But is this truth, or simply jealousy? The reality likely lies somewhere in the middle. For decades Nike has made sneakers extremely cheaply and sold them for up to hundreds of dollars and Phil Knight was considered a genius. Schultz convinced Starbucks customers to pay premium prices for a product with relatively low costs.
The fact remains that business genius isn’t always about creating the best product, but about creating the perception in the marketplace that your product is worth what you’re charging, regardless of profit margins or markups. This is where Del Vecchio’s true brilliance is evident.
For all of his critics, who claim that Luxottica and its immense influence and market share is the reason why glasses cost so much across the industry (with some going so far as to call it a monopoly), Del Vecchio can simply point at the willingness of customers around the world to pay hundreds of dollars for his products, despite the existence of numerous competitors.
After all, relative newcomers like Warby Parker have established entire businesses on finding a price point that’s often below that of Luxottica’s offerings, while still making large margins (a standard pair of WP glasses start at less than $100).
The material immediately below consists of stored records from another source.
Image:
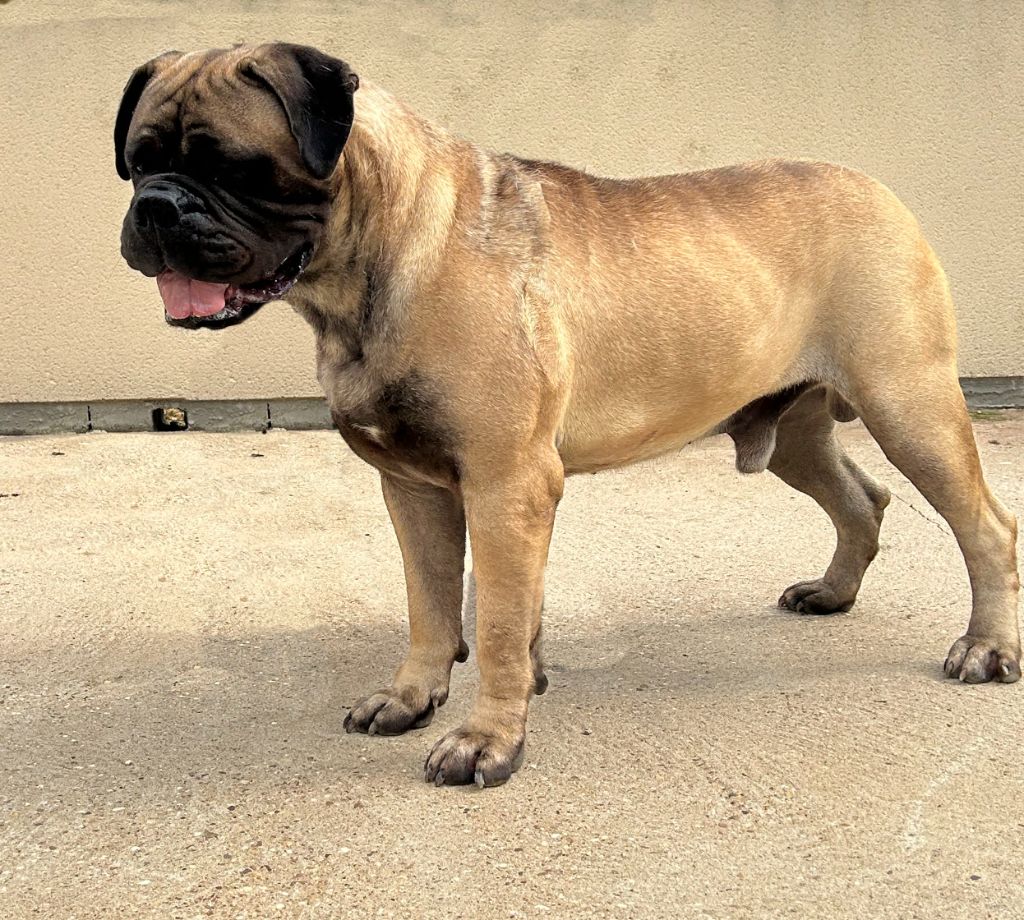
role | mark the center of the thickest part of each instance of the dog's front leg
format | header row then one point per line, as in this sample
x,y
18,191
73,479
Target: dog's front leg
x,y
431,530
510,516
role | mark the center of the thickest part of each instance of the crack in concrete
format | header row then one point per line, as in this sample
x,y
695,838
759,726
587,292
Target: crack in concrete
x,y
938,524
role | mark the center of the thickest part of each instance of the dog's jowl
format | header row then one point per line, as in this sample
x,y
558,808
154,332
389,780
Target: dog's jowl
x,y
486,325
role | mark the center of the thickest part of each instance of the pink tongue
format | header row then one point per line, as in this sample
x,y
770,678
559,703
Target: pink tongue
x,y
184,297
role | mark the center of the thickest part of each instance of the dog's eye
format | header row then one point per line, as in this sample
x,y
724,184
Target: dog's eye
x,y
146,159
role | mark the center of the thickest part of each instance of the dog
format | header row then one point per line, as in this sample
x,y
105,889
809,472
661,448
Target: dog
x,y
487,325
There’s further competition from Zenni Optical and America’s Best, brands also trying to find a price point that can undercut the offerings from Luxottica and its subsidiaries.
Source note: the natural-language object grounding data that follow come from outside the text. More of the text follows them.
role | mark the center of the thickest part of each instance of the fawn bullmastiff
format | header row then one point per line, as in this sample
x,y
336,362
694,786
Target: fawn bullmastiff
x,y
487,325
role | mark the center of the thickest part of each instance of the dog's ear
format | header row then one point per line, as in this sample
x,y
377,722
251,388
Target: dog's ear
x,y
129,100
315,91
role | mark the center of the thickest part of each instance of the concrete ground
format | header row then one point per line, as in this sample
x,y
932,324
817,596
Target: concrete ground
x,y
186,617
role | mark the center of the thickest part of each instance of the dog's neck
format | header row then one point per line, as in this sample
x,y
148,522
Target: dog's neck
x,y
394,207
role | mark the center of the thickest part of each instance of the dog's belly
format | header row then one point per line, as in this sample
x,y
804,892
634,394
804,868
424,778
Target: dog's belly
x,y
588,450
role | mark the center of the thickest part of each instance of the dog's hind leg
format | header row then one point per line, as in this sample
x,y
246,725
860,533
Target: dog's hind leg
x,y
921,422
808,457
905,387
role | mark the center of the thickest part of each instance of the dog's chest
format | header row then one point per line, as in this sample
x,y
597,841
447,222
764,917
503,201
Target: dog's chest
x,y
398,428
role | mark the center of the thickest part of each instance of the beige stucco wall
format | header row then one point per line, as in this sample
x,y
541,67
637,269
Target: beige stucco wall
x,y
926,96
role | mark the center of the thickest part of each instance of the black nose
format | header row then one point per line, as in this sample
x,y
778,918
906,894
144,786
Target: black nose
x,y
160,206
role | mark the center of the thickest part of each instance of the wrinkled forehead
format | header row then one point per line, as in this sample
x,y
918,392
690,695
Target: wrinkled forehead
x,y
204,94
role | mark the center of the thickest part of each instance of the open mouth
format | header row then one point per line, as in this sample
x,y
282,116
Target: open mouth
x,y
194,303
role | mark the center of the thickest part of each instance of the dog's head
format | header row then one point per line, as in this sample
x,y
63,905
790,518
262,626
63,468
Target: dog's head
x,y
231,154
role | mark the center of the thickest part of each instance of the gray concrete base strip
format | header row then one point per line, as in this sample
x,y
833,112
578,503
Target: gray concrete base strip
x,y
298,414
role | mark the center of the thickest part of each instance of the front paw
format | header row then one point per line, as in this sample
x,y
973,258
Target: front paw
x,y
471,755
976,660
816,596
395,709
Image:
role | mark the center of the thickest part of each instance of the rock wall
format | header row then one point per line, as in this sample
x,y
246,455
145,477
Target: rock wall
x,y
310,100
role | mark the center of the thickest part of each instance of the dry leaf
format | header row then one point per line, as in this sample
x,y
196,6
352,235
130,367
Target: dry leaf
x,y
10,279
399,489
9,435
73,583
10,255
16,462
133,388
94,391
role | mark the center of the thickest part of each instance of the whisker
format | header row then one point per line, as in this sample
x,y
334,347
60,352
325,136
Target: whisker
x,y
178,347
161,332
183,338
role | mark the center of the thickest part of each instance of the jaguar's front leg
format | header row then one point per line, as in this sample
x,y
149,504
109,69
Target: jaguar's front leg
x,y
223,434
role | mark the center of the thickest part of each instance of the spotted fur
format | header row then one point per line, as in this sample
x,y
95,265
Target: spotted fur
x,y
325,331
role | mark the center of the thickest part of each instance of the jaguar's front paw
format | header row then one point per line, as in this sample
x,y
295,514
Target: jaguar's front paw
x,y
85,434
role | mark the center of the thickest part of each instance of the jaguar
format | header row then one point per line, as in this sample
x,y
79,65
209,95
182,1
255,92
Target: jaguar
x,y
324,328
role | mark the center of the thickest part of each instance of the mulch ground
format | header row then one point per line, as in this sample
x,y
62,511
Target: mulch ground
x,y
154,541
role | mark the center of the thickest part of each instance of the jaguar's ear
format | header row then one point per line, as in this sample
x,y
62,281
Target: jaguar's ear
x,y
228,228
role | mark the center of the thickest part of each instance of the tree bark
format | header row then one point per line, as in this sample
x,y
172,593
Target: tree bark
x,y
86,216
If anything, Del Vecchio didn’t create a monopoly, but rather built a dominant player who has forced everyone else to either rethink their business model or search for greener pastures in other industries. Despite the obvious reach of the current EssilorLuxottica conglomerate, the numbers can still be staggering.
According to the company, the combined market cap of the conglomerate when it merged was around $50 billion, and the organization maintains a workforce of more than 150,000 people.
Del Vecchio’s might be the ultimate rags-to-riches story, but that has never stopped him from continuing to work on reaching greater heights with his lifelong project. Following the merger with Essilor, it would have been easy for Del Vecchio to call it a day, and enjoy a retirement fit for a globe-trekking billionaire.
After all, he is now one of Italy’s richest men, and he owns the reportedly $40 million yacht Moneikos, which is not a bad way to enjoy one’s retirement. But that’s not his style.
It was back to work for the Italian octogenarian following the merger, retaining his title and responsibilities as Executive Chairman. After all, what would you expect from a man who dragged himself from the inauspicious beginnings of poverty into the highest echelons of the global elite?
The future looks incredibly bright for Del Vecchio and his empire, so if you don’t want to squint, you might want to grab a pair of his sunglasses. You can find them…everywhere.